When dealing with scientific notation, you often encounter a situation where you need to multiply two numbers. An essential step is to multiply their coefficients. Coefficients in scientific notation simply refer to the real number part before the multiplication by a power of ten. For example, in the expression \(9 \times 10^{-5}\), the coefficient is 9.
To multiply coefficients, you treat them just like you would with regular numbers.

• Take the coefficients of each number involved in the multiplication.
• Multiply them together: \(9 \times 2 = 18\).

The result here is straightforward since multiplying coefficients doesn't change even if they are part of a larger scientific expression.

The next step is handling the exponents, which are the powers of ten in the scientific notation. When multiplying numbers in scientific notation, you add these exponents.
Consider the following exponents from the example: \(-5\) and \(-1\).

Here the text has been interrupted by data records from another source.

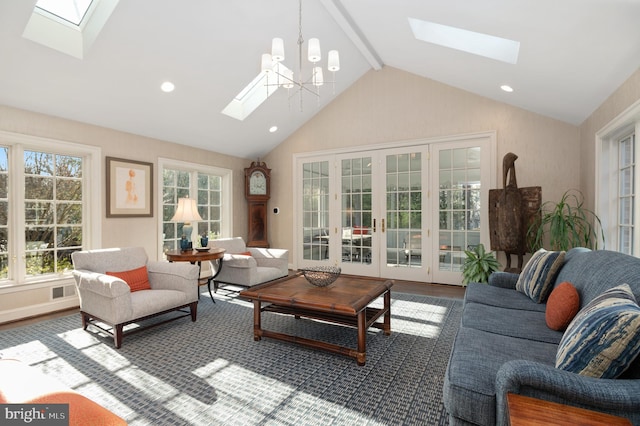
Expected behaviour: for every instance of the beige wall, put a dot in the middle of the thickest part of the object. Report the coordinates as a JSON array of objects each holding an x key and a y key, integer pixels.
[
  {"x": 392, "y": 105},
  {"x": 627, "y": 94}
]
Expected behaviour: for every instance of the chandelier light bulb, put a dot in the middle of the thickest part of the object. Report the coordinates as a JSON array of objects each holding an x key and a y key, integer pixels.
[
  {"x": 277, "y": 49},
  {"x": 334, "y": 61},
  {"x": 318, "y": 79},
  {"x": 287, "y": 82},
  {"x": 267, "y": 63},
  {"x": 314, "y": 50}
]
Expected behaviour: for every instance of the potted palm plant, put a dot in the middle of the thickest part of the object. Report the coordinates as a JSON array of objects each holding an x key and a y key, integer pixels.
[
  {"x": 478, "y": 265},
  {"x": 566, "y": 224}
]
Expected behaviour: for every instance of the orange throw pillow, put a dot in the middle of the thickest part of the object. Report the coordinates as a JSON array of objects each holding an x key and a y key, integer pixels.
[
  {"x": 563, "y": 304},
  {"x": 138, "y": 279}
]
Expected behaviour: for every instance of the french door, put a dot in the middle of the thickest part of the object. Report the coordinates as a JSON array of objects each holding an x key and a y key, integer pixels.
[{"x": 373, "y": 212}]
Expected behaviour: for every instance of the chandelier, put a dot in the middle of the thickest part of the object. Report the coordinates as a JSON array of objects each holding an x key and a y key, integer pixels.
[{"x": 284, "y": 77}]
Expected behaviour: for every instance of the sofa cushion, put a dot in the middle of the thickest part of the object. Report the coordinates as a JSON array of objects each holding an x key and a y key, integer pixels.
[
  {"x": 137, "y": 279},
  {"x": 470, "y": 379},
  {"x": 536, "y": 279},
  {"x": 528, "y": 325},
  {"x": 563, "y": 304},
  {"x": 604, "y": 337},
  {"x": 501, "y": 297}
]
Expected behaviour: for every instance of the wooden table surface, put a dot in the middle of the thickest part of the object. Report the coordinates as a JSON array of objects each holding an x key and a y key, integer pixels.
[
  {"x": 346, "y": 301},
  {"x": 193, "y": 256},
  {"x": 524, "y": 410},
  {"x": 348, "y": 295}
]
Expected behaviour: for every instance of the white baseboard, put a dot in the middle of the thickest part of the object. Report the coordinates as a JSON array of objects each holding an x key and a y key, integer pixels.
[{"x": 35, "y": 310}]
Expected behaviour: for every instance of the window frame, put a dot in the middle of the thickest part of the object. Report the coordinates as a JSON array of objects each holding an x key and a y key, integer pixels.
[
  {"x": 607, "y": 180},
  {"x": 91, "y": 205},
  {"x": 226, "y": 221}
]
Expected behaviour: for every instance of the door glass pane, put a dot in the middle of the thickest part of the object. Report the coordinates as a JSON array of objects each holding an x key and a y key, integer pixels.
[
  {"x": 315, "y": 210},
  {"x": 356, "y": 213},
  {"x": 404, "y": 210},
  {"x": 459, "y": 205}
]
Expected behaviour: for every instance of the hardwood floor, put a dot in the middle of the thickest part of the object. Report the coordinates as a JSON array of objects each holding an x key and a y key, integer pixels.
[{"x": 426, "y": 289}]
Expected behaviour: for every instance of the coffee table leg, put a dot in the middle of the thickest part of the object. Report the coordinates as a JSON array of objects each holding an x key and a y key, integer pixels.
[
  {"x": 387, "y": 314},
  {"x": 257, "y": 310},
  {"x": 361, "y": 356}
]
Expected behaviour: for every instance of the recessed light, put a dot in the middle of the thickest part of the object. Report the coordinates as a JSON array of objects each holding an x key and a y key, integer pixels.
[{"x": 167, "y": 87}]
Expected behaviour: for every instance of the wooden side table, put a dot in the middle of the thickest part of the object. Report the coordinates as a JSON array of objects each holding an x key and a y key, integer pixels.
[
  {"x": 194, "y": 256},
  {"x": 525, "y": 410}
]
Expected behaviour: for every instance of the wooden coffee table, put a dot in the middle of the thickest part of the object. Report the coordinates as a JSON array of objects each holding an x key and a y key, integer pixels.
[{"x": 345, "y": 302}]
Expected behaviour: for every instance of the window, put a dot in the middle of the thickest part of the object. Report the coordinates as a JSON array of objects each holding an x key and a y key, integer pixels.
[
  {"x": 617, "y": 180},
  {"x": 52, "y": 211},
  {"x": 46, "y": 203},
  {"x": 626, "y": 193},
  {"x": 210, "y": 186}
]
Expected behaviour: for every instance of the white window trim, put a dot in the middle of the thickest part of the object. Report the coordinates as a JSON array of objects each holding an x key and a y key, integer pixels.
[
  {"x": 92, "y": 182},
  {"x": 226, "y": 189},
  {"x": 606, "y": 179}
]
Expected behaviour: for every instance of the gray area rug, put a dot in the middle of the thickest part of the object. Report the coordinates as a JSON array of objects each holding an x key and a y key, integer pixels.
[{"x": 212, "y": 372}]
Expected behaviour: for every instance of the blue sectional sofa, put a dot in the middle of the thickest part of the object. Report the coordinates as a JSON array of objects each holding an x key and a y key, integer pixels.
[{"x": 504, "y": 345}]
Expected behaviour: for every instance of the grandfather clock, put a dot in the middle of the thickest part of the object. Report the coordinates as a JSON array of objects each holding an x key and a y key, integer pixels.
[{"x": 257, "y": 178}]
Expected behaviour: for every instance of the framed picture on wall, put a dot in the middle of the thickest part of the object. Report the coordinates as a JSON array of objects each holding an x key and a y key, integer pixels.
[{"x": 129, "y": 188}]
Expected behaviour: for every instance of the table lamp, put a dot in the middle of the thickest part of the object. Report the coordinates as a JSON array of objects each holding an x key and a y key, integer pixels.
[{"x": 186, "y": 212}]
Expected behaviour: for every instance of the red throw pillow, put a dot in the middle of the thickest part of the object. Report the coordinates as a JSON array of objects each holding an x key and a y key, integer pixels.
[
  {"x": 563, "y": 304},
  {"x": 138, "y": 279}
]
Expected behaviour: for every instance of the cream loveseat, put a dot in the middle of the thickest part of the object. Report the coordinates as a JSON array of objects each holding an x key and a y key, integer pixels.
[
  {"x": 110, "y": 300},
  {"x": 248, "y": 266}
]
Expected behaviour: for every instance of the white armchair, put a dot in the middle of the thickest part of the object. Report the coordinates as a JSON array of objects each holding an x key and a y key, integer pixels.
[
  {"x": 248, "y": 266},
  {"x": 108, "y": 299}
]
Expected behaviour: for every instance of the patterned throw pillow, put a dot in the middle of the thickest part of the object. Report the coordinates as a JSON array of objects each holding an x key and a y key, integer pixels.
[
  {"x": 138, "y": 279},
  {"x": 538, "y": 274},
  {"x": 563, "y": 304},
  {"x": 604, "y": 338}
]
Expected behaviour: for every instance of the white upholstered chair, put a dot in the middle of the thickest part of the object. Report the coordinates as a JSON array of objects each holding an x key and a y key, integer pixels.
[
  {"x": 108, "y": 299},
  {"x": 248, "y": 266}
]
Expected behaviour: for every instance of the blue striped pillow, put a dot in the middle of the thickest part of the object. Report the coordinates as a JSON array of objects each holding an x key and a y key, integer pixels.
[
  {"x": 536, "y": 279},
  {"x": 604, "y": 337}
]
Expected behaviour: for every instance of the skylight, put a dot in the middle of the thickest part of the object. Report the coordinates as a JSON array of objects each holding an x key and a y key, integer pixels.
[
  {"x": 69, "y": 26},
  {"x": 72, "y": 11},
  {"x": 500, "y": 49},
  {"x": 253, "y": 95}
]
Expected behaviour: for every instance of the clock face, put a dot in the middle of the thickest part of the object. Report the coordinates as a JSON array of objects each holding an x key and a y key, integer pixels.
[{"x": 257, "y": 183}]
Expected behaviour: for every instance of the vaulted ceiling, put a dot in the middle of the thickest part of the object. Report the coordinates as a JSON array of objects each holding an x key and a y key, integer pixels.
[{"x": 572, "y": 55}]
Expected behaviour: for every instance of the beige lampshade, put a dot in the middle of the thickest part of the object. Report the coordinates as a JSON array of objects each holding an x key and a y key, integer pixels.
[{"x": 187, "y": 211}]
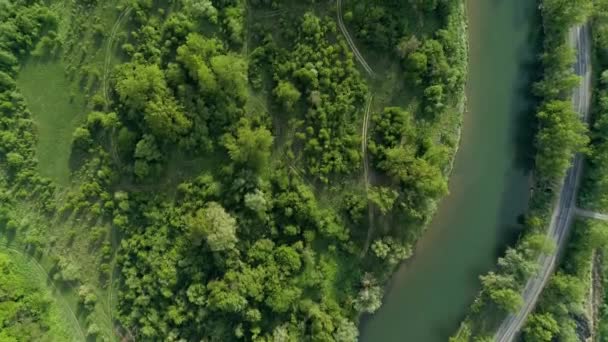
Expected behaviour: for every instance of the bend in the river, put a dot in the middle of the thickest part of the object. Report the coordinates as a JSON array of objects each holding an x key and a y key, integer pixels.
[{"x": 489, "y": 186}]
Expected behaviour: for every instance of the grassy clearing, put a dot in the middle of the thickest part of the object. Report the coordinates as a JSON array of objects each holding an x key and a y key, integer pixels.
[
  {"x": 62, "y": 323},
  {"x": 71, "y": 239},
  {"x": 57, "y": 108}
]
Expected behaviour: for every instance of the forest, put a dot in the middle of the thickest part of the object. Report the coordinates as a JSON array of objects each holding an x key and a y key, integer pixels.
[
  {"x": 559, "y": 135},
  {"x": 222, "y": 181}
]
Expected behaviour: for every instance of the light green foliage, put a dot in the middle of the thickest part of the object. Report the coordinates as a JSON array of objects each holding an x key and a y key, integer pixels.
[
  {"x": 249, "y": 146},
  {"x": 201, "y": 9},
  {"x": 258, "y": 242},
  {"x": 383, "y": 197},
  {"x": 215, "y": 226},
  {"x": 540, "y": 328},
  {"x": 559, "y": 126},
  {"x": 369, "y": 298},
  {"x": 287, "y": 94},
  {"x": 501, "y": 291}
]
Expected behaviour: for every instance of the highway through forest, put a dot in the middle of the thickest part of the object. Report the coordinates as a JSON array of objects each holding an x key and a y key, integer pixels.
[{"x": 565, "y": 208}]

• The base of 10 remains the same, and we focus on the exponents.
• Add the exponents together: \(-5 + (-1) = -6\).

Adding exponents is a direct process, similar to basic addition with real numbers; just be careful to track positive and negative signs. This step adjusts the power of 10 in the result.

Once you have multiplied the coefficients and summed the exponents, it’s time to check if the result fits the standard form of scientific notation: a coefficient between 1 and 10 followed by a power of ten.
In the example, we ended up with \(18 \times 10^{-6}\). Since 18 is not between 1 and 10, we need to make an adjustment:

• Divide the coefficient by 10 to get 1.8, making it fit within the desired range.
• Accordingly, increase the exponent by 1: from \(-6\) to \(-5\), to compensate for dividing 18 by 10.

Now, the result \(1.8 \times 10^{-5}\) is in standard scientific notation. Adjusting the scientific notation ensures the final number follows a consistent format, crucial for clear mathematical communication.